Free agent outfielder Michael Conforto will reject the Mets’ $18.4MM qualifying offer and explore the free agent market, reports Jeff Passan of ESPN (Twitter link). Should he sign elsewhere, the Mets would be entitled to draft pick compensation.
Conforto is coming off a down platform year, leading some fans to suggest he could accept the QO in hopes of re-testing free agency next winter off a better showing. Anthony DiComo of MLB.com reported in mid-September that the Mets expected Conforto to reject the offer even in spite of his atypically poor numbers, though, so today’s development comes as little surprise.
Heading into the 2021 season, Conforto looked to be one of the top position players in this year’s class. From 2019-20, he’d hit .274/.376/.499, numbers that were 35 percentage points above the league average by measure of wRC+. That placed him in the top twenty qualified hitters, seemingly making Conforto a candidate to exceed nine figures with a typical platform year.
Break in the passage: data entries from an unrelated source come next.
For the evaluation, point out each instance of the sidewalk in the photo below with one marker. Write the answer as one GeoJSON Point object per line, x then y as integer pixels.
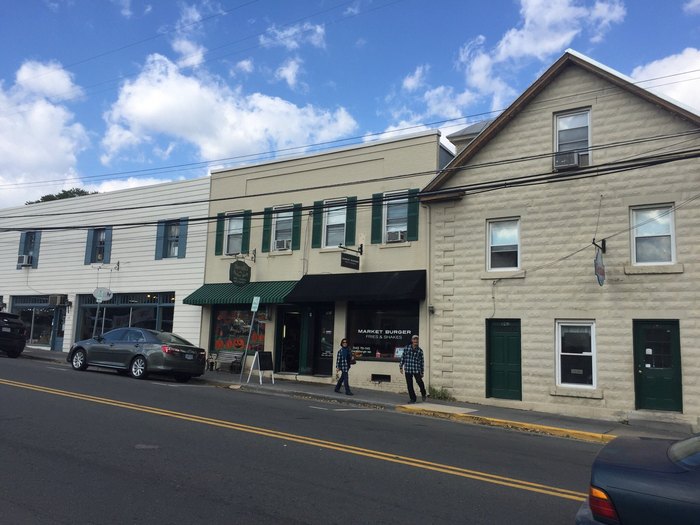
{"type": "Point", "coordinates": [593, 430]}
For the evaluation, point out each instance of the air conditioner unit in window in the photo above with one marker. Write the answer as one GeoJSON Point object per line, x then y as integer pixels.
{"type": "Point", "coordinates": [283, 244]}
{"type": "Point", "coordinates": [399, 236]}
{"type": "Point", "coordinates": [566, 160]}
{"type": "Point", "coordinates": [57, 300]}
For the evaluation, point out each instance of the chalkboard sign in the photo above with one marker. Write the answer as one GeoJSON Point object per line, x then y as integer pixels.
{"type": "Point", "coordinates": [265, 360]}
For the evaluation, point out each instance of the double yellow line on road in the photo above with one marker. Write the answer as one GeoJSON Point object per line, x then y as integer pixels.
{"type": "Point", "coordinates": [348, 449]}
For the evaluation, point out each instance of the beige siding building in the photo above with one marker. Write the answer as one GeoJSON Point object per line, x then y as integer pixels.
{"type": "Point", "coordinates": [335, 245]}
{"type": "Point", "coordinates": [583, 160]}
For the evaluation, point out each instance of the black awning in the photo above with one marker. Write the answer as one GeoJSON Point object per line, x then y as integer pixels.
{"type": "Point", "coordinates": [372, 286]}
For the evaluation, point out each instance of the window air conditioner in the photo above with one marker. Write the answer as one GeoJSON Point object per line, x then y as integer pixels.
{"type": "Point", "coordinates": [566, 160]}
{"type": "Point", "coordinates": [283, 244]}
{"type": "Point", "coordinates": [57, 300]}
{"type": "Point", "coordinates": [399, 236]}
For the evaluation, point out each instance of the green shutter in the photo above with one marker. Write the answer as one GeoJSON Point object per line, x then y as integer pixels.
{"type": "Point", "coordinates": [317, 229]}
{"type": "Point", "coordinates": [245, 242]}
{"type": "Point", "coordinates": [108, 245]}
{"type": "Point", "coordinates": [182, 238]}
{"type": "Point", "coordinates": [350, 221]}
{"type": "Point", "coordinates": [160, 239]}
{"type": "Point", "coordinates": [267, 230]}
{"type": "Point", "coordinates": [220, 225]}
{"type": "Point", "coordinates": [88, 246]}
{"type": "Point", "coordinates": [413, 210]}
{"type": "Point", "coordinates": [296, 227]}
{"type": "Point", "coordinates": [377, 218]}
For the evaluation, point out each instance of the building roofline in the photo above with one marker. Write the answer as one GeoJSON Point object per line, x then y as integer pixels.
{"type": "Point", "coordinates": [570, 57]}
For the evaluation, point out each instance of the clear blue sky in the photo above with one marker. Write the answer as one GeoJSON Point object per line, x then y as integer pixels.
{"type": "Point", "coordinates": [106, 94]}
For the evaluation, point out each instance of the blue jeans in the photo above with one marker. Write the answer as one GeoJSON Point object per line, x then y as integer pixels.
{"type": "Point", "coordinates": [343, 379]}
{"type": "Point", "coordinates": [409, 384]}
2021 was anything but typical, though, as Conforto slumped to a .232/.344/.384 line with just 14 home runs across 479 plate appearances. Those were his worst results since 2016, but they came with a career-low 21.7% strikeout rate and batted ball numbers not too dissimilar from his marks of years past. Entering his age-29 season, Conforto looks to be a prime bounceback target for suitors, and Joel Sherman of the New York Post reports his representatives at the Boras Corporation have already heard from upwards of twelve teams during the early stages of free agency. Depending on his priority, Conforto could still look to land a solid multi-year deal and lock in some long-term security or try to top the qualifying offer value on a one-year deal with designs on hitting the market again after 2022.
Teams who sign a qualified free agent will have to surrender at least one draft pick, and potentially some international bonus pool money depending on their status as revenue-sharing recipients or whether or not they exceeded the luxury tax threshold. Last month, MLBTR’s Tim Dierkes broke down which picks each team would forfeit in so doing. As a team who neither exceeded the luxury tax threshold nor received revenue sharing in 2021, New York will receive a compensatory pick after Competitive Balance Round B (typically around 70-75 overall) in next year’s amateur draft were Conforto to sign elsewhere.